A major retrospective exhibition of the work of the distinguished Irish painter Louis le Brocquy opens to the public at the Irish Museum of Modern Art on Wednesday 16 October. Louis le Brocquy: Paintings 1939-1996, the first retrospective showing of his work in Ireland since 1966, comprises more than 90 paintings, including early works, group portraits, head studies, the procession series and human presences. The exhibition will be officially opened by the President of Ireland, Mary Robinson, at 6pm on Tuesday 15 October 1996.
Louis le Brocquy: Paintings 1939-96 provides the first opportunity in 30 years to see an exhibition of le Brocquy’s work on this scale in Dublin and, for those more familiar with the work of the last few decades, to see the foundation paintings of the ‘40s and ‘50s. Bringing together an unprecedented number of early paintings, it explores the clear and rigorous critical path along which le Brocquy’s work has developed over the past 50 years from his early links with artists like Mainie Jellett and Evie Hone, who first created and sustained an argument of modernism in Ireland to the later influences of post-war French art. It also demonstrates how this European tradition of painting and the human presence, with its echoes of Celtic and pre-modern influences, became and remain crucial to his practice. The latter has been most tellingly realised in his famous head portraits of writers from Shakespeare through Yeats, Joyce and Beckett to Seamus Heaney, the genesis of which can be seen in his earlier paintings where the figures, although grouped together, appear strangely isolated.

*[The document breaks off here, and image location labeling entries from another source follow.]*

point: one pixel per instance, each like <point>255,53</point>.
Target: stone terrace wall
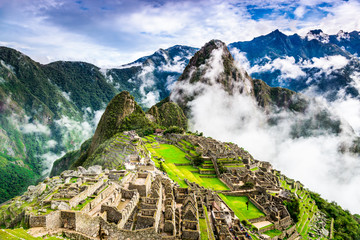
<point>84,194</point>
<point>87,225</point>
<point>53,220</point>
<point>114,233</point>
<point>99,198</point>
<point>129,208</point>
<point>37,221</point>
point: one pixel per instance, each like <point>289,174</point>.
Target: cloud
<point>111,33</point>
<point>312,158</point>
<point>326,64</point>
<point>287,66</point>
<point>35,128</point>
<point>48,160</point>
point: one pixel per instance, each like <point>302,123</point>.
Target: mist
<point>314,160</point>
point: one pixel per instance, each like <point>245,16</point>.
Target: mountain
<point>149,79</point>
<point>317,63</point>
<point>199,177</point>
<point>212,65</point>
<point>48,110</point>
<point>108,145</point>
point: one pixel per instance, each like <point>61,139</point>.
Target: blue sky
<point>115,32</point>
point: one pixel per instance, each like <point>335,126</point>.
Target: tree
<point>293,207</point>
<point>161,168</point>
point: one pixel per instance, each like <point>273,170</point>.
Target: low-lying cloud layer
<point>315,160</point>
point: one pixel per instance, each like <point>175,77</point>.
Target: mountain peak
<point>213,65</point>
<point>317,34</point>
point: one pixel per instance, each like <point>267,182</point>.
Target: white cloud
<point>175,66</point>
<point>300,11</point>
<point>48,159</point>
<point>66,95</point>
<point>51,143</point>
<point>288,67</point>
<point>327,64</point>
<point>35,128</point>
<point>127,35</point>
<point>314,160</point>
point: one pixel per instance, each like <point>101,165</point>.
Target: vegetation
<point>14,179</point>
<point>346,226</point>
<point>168,114</point>
<point>173,155</point>
<point>293,207</point>
<point>273,233</point>
<point>174,129</point>
<point>240,208</point>
<point>198,160</point>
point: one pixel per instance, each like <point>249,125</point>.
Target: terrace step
<point>208,176</point>
<point>208,166</point>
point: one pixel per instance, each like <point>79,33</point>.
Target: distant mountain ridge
<point>47,110</point>
<point>318,63</point>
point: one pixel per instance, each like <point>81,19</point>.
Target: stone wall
<point>84,194</point>
<point>110,189</point>
<point>68,220</point>
<point>87,225</point>
<point>37,221</point>
<point>262,230</point>
<point>285,222</point>
<point>129,208</point>
<point>53,220</point>
<point>143,189</point>
<point>112,232</point>
<point>112,214</point>
<point>190,234</point>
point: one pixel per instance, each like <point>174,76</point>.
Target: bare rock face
<point>213,66</point>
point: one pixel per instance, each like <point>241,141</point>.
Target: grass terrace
<point>19,233</point>
<point>273,233</point>
<point>238,205</point>
<point>307,210</point>
<point>173,155</point>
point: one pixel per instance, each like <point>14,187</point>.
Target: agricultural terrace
<point>173,156</point>
<point>308,209</point>
<point>20,233</point>
<point>238,205</point>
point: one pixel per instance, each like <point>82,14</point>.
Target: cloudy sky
<point>114,32</point>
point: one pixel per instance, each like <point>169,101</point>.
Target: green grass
<point>238,205</point>
<point>234,165</point>
<point>273,233</point>
<point>172,154</point>
<point>203,229</point>
<point>80,206</point>
<point>19,233</point>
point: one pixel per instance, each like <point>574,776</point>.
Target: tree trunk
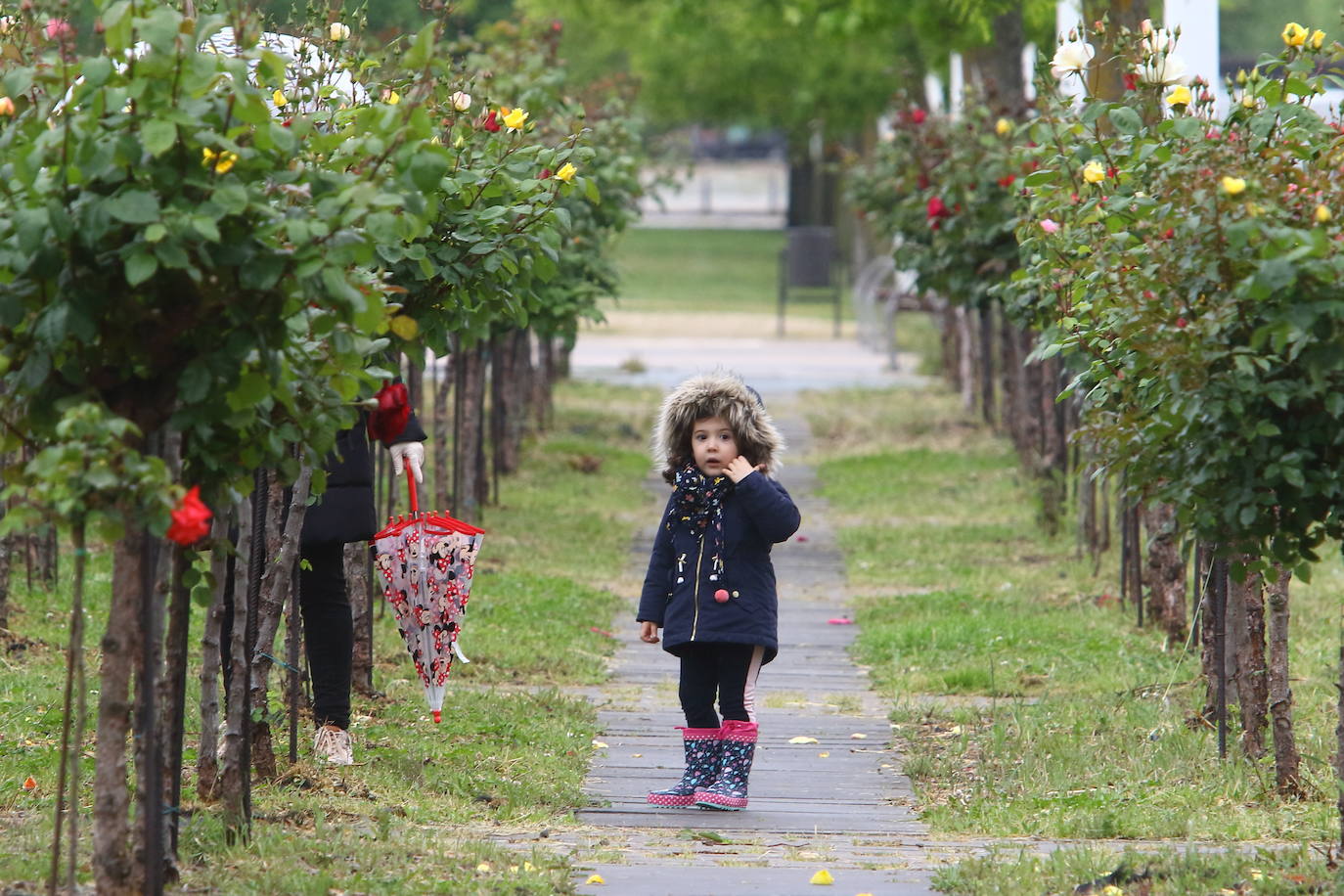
<point>1105,79</point>
<point>362,612</point>
<point>172,701</point>
<point>1165,572</point>
<point>207,758</point>
<point>1287,780</point>
<point>987,363</point>
<point>468,443</point>
<point>965,359</point>
<point>236,766</point>
<point>996,68</point>
<point>1251,675</point>
<point>276,585</point>
<point>545,381</point>
<point>439,432</point>
<point>6,551</point>
<point>150,855</point>
<point>519,392</point>
<point>112,860</point>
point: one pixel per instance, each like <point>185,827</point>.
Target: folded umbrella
<point>426,561</point>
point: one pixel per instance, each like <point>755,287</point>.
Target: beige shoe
<point>333,745</point>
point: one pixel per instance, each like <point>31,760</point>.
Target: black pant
<point>728,670</point>
<point>328,630</point>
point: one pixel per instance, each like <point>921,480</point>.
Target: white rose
<point>1073,55</point>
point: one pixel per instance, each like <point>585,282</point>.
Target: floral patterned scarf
<point>697,504</point>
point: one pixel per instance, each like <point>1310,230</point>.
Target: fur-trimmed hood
<point>719,394</point>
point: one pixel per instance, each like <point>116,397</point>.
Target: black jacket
<point>344,512</point>
<point>679,594</point>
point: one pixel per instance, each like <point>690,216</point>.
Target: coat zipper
<point>695,618</point>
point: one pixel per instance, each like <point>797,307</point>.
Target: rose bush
<point>1197,281</point>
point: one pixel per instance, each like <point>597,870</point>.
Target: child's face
<point>712,445</point>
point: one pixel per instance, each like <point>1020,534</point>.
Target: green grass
<point>413,814</point>
<point>1164,874</point>
<point>1026,701</point>
<point>696,270</point>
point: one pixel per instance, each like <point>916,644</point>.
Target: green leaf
<point>158,136</point>
<point>251,388</point>
<point>96,70</point>
<point>133,207</point>
<point>1125,119</point>
<point>140,267</point>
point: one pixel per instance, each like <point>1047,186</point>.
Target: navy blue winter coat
<point>679,596</point>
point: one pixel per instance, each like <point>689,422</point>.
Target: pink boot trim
<point>739,731</point>
<point>699,734</point>
<point>671,801</point>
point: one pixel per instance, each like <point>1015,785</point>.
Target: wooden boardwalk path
<point>840,803</point>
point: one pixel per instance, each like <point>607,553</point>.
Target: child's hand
<point>739,468</point>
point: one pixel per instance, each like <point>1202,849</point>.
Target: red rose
<point>190,518</point>
<point>394,409</point>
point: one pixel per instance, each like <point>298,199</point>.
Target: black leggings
<point>728,670</point>
<point>328,630</point>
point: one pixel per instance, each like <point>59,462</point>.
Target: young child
<point>710,583</point>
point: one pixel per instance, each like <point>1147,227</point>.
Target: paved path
<point>840,803</point>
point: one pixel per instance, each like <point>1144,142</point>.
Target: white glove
<point>409,454</point>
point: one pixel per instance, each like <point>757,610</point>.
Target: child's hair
<point>723,395</point>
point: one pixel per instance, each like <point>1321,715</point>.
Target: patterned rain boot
<point>701,767</point>
<point>730,790</point>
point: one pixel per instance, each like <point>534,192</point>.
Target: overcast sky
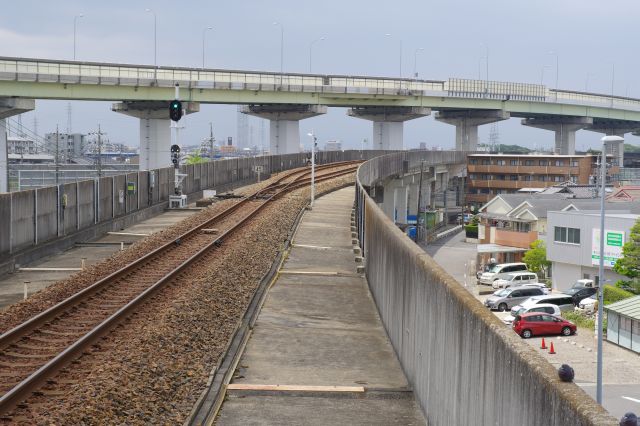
<point>590,38</point>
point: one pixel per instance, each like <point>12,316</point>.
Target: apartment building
<point>493,174</point>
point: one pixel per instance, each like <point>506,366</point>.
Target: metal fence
<point>31,217</point>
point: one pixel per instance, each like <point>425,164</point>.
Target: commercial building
<point>68,145</point>
<point>333,146</point>
<point>510,223</point>
<point>573,243</point>
<point>493,174</point>
<point>21,145</point>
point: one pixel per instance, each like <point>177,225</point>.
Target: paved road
<point>621,369</point>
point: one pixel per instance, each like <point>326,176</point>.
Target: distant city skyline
<point>442,40</point>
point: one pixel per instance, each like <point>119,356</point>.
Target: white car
<point>588,305</point>
<point>515,278</point>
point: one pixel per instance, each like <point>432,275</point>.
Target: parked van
<point>515,279</point>
<point>512,296</point>
<point>563,301</point>
<point>501,271</point>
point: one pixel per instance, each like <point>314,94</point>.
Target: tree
<point>536,257</point>
<point>629,264</point>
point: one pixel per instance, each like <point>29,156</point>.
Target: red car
<point>537,323</point>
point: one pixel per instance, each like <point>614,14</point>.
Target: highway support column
<point>8,108</point>
<point>155,129</point>
<point>565,129</point>
<point>388,123</point>
<point>467,122</point>
<point>284,128</point>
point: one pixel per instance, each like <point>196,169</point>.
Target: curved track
<point>34,351</point>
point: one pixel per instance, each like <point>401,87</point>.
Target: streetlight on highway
<point>486,58</point>
<point>542,73</point>
<point>155,36</point>
<point>586,83</point>
<point>281,49</point>
<point>311,50</point>
<point>603,178</point>
<point>389,35</point>
<point>204,31</point>
<point>557,70</point>
<point>415,61</point>
<point>75,24</point>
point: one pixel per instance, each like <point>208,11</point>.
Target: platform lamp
<point>603,178</point>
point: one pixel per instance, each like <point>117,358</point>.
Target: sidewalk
<point>319,354</point>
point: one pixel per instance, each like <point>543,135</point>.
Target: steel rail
<point>19,392</point>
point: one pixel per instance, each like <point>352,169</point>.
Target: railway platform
<point>318,353</point>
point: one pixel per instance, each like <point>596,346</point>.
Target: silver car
<point>510,297</point>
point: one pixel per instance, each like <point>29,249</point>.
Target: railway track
<point>32,353</point>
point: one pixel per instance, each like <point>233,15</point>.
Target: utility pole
<point>57,155</point>
<point>99,157</point>
<point>419,202</point>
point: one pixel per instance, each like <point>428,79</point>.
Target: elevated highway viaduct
<point>142,91</point>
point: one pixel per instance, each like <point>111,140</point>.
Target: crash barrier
<point>464,365</point>
<point>32,217</point>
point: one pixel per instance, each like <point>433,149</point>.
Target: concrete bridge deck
<point>319,353</point>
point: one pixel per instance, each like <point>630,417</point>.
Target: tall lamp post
<point>311,50</point>
<point>281,49</point>
<point>603,178</point>
<point>389,35</point>
<point>155,36</point>
<point>204,32</point>
<point>75,24</point>
<point>486,58</point>
<point>415,61</point>
<point>557,71</point>
<point>314,140</point>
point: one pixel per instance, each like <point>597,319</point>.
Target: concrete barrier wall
<point>86,204</point>
<point>69,213</point>
<point>464,365</point>
<point>86,208</point>
<point>22,219</point>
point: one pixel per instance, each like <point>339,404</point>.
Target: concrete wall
<point>464,365</point>
<point>87,209</point>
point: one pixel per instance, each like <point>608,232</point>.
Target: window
<point>566,235</point>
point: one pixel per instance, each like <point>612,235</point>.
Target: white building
<point>573,244</point>
<point>69,145</point>
<point>333,146</point>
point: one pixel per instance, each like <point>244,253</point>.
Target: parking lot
<point>621,369</point>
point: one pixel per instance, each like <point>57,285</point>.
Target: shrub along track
<point>154,367</point>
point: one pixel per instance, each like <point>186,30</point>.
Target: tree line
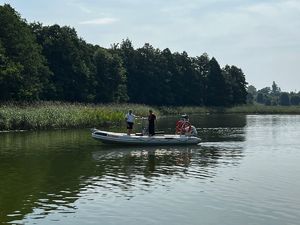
<point>52,63</point>
<point>272,96</point>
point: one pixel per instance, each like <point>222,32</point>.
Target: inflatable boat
<point>138,139</point>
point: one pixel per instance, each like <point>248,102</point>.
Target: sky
<point>262,37</point>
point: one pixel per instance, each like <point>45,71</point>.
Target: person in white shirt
<point>129,118</point>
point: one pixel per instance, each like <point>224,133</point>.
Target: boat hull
<point>124,139</point>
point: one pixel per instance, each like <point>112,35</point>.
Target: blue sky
<point>261,37</point>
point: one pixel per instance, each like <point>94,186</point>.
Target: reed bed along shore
<point>58,115</point>
<point>55,115</point>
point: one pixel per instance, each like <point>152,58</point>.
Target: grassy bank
<point>52,115</point>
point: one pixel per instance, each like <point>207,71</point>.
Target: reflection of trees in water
<point>47,172</point>
<point>163,164</point>
<point>40,170</point>
<point>53,182</point>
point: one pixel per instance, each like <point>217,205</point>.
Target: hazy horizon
<point>260,37</point>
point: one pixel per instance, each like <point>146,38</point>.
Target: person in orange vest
<point>183,125</point>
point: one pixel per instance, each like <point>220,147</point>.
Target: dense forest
<point>52,63</point>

This engagement with a contemporary European tradition within older strands of cultural continuity is crucial to an understanding of le Brocquy’s achievement in art.
Louis le Brocquy was born in Dublin in 1916. A self-taught artist, he left the family business in 1938 to become a painter studying on his own at the National Gallery in London, the Louvre in Paris, and in Venice and Geneva (then exhibiting the Prado’s collection). In 1947 he moved to London and began a long and successful association with the Gimpel Fils Gallery. He exhibited at Gimpel Fils that year, the first of some 50 international one-person exhibitions. In 1956 he won a major international prize at the Venice Biennale. Two years later he married the painter Anne Madden and has since lived and worked in France and Ireland.
The exhibition continues the series of retrospectives of Irish artists such as Mainie Jellett and Patrick Swift which IMMA has presented since 1991. These have been presented in the context of other retrospectives by key figures in 20th-century art like Max Ernst, Alberto Giacometti and Richard Hamilton and form an important part of IMMA’s programme.
A fully-illustrated catalogue, with a substantial essay, interweaving the artists life and work, by Alistair Smith, Director of the Whitworth Art Gallery, Manchester, is being published to coincide with the show.
Louis le Brocquy: Paintings 1939-96 continues until 16 February 1997.